Pendant toutes ces années où il avait été avec Peter Pan, il avait toujours fait attention à ne pas dépasser les limites. Il était son lieutenant, il savait que c'était une récompense que son chef lui fasse une telle confiance. Mais cette nouvelle arrivante avait mis un tel chaos par sa simple présence, il se sentait comme inutile désormais. Totalement à bout de force physiquement et mentalement, il se laissa tomber contre un arbre, totalement abattu. Il observa sa main et constata que la brûlure s'y trouvait toujours en plus du sang de tout à l'heure. Passant ses doigts dessus pour accentuer la douleur, il éprouva un certain soulagement à cette sensation. Qu'allait-il faire maintenant qu'il n'était plus d'aucune utilité pour Peter ? S'il avait trouvé un meilleur Lieutenant que lui, Felix ne voyait plus où était sa place désormais. Mais les mots que l'autre lui avait résonnait dans sa tête.

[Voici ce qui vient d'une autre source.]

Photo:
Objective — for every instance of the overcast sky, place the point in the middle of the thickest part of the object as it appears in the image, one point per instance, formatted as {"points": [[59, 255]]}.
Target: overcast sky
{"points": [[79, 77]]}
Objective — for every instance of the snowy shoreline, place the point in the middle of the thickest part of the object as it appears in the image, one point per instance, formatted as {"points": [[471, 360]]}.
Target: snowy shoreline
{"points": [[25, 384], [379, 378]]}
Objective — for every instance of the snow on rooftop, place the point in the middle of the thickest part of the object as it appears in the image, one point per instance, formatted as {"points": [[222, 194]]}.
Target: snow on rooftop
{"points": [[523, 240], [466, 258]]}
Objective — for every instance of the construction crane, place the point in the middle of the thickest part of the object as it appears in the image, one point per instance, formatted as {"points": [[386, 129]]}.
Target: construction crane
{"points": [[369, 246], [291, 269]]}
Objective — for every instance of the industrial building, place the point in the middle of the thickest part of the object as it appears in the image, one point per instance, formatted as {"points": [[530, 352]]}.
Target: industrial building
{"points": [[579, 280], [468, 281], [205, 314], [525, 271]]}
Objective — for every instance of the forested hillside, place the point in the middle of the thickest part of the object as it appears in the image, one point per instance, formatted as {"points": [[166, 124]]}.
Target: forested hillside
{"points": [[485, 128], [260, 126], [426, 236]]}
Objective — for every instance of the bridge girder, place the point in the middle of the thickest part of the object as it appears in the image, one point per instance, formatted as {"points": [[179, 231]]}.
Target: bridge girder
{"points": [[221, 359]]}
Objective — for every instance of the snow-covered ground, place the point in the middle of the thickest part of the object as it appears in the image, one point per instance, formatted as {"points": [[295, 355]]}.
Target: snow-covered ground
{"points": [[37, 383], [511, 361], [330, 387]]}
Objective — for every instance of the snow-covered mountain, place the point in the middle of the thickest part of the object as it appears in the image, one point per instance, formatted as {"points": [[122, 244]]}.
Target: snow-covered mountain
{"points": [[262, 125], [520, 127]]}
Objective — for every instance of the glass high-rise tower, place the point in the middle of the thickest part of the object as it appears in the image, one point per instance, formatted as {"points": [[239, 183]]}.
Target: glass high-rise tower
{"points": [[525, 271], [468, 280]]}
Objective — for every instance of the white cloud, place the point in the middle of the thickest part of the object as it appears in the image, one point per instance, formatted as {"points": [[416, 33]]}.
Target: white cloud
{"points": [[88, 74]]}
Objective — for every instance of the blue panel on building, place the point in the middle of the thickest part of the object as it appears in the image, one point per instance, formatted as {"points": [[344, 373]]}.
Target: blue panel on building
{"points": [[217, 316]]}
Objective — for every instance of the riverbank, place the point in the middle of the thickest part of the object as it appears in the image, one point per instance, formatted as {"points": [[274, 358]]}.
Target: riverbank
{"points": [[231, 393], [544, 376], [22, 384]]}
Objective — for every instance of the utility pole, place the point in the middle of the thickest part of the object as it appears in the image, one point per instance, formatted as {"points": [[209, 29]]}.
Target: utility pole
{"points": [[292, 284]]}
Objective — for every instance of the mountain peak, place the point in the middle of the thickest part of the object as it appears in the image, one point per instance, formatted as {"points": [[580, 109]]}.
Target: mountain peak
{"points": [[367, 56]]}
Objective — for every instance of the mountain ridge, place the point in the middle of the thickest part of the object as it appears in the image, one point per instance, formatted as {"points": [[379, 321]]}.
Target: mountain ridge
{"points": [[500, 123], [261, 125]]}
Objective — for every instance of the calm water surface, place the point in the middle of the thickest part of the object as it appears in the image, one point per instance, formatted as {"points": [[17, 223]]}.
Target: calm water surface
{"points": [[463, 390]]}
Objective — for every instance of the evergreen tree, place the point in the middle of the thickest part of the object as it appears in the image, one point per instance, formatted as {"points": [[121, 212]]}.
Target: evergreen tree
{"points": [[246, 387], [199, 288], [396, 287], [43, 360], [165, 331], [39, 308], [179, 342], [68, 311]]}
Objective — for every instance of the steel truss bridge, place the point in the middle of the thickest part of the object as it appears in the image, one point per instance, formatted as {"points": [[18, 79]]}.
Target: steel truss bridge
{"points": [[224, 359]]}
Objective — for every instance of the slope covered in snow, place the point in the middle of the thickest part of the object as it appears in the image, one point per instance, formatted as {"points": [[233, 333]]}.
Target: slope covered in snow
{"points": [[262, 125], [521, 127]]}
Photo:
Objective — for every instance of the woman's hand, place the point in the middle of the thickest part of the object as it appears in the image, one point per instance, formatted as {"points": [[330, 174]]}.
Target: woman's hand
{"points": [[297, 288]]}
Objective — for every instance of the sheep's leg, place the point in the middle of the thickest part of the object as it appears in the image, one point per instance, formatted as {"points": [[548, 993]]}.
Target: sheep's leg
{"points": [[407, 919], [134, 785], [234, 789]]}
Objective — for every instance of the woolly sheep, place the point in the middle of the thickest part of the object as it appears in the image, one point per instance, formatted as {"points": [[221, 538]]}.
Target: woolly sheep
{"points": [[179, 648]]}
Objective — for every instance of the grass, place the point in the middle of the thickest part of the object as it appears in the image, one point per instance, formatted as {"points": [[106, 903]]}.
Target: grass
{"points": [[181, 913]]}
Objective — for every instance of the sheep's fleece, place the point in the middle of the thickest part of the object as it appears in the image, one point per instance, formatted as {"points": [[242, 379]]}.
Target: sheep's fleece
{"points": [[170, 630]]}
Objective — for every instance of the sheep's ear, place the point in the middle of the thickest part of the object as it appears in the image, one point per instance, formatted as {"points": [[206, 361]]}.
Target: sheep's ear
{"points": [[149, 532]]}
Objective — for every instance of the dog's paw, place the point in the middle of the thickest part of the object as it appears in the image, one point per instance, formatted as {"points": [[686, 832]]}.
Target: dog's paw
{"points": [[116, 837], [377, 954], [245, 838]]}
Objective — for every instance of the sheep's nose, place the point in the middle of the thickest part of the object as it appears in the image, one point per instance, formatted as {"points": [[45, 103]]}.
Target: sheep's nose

« Je suis sûr que tu as toujours rêvé de savoir ce que ça faisait d'embrasser Peter Pan... »
Avait-elle vraiment embrassé Peter ? Même si cela provoquait un sentiment étrange de jalousie, il tenta d'imaginer les deux adolescents s'embrasser ; puis il essaya de trouver la saveur des lèvres de Peter sur les siennes. Serait-elle comme le baisé qu'il avait échangé avec l'autre tout à l'heure ? Un peu sauvage et plein d'énergie ? Et pourquoi son corps avait-il agit de la sorte ? Il s'était fait manipuler si facilement, lui qui pensait que son corps ne pourrait réagir qu'à la présence de Peter. Est-ce que l'évocation de son nom avait fini de le persuader que c'était bien lui qu'il embrassait ? Oui ça devait être ça, il voulait tellement Peter Pan qu'il avait cru que c'était lui et s'était laisser aller. Il se cherchait mille et un prétextes pour excuser sa traîtrise sans pour autant parvenir à se convaincre totalement. C'était un idiot. Un idiot débile qui se laissait mener par ses bas instincts et qui ne parvenait même pas à respecter ses propres promesses. Mais à force de se tourmenter, il finit par s'endormir contre l'arbre, fatigué et seul.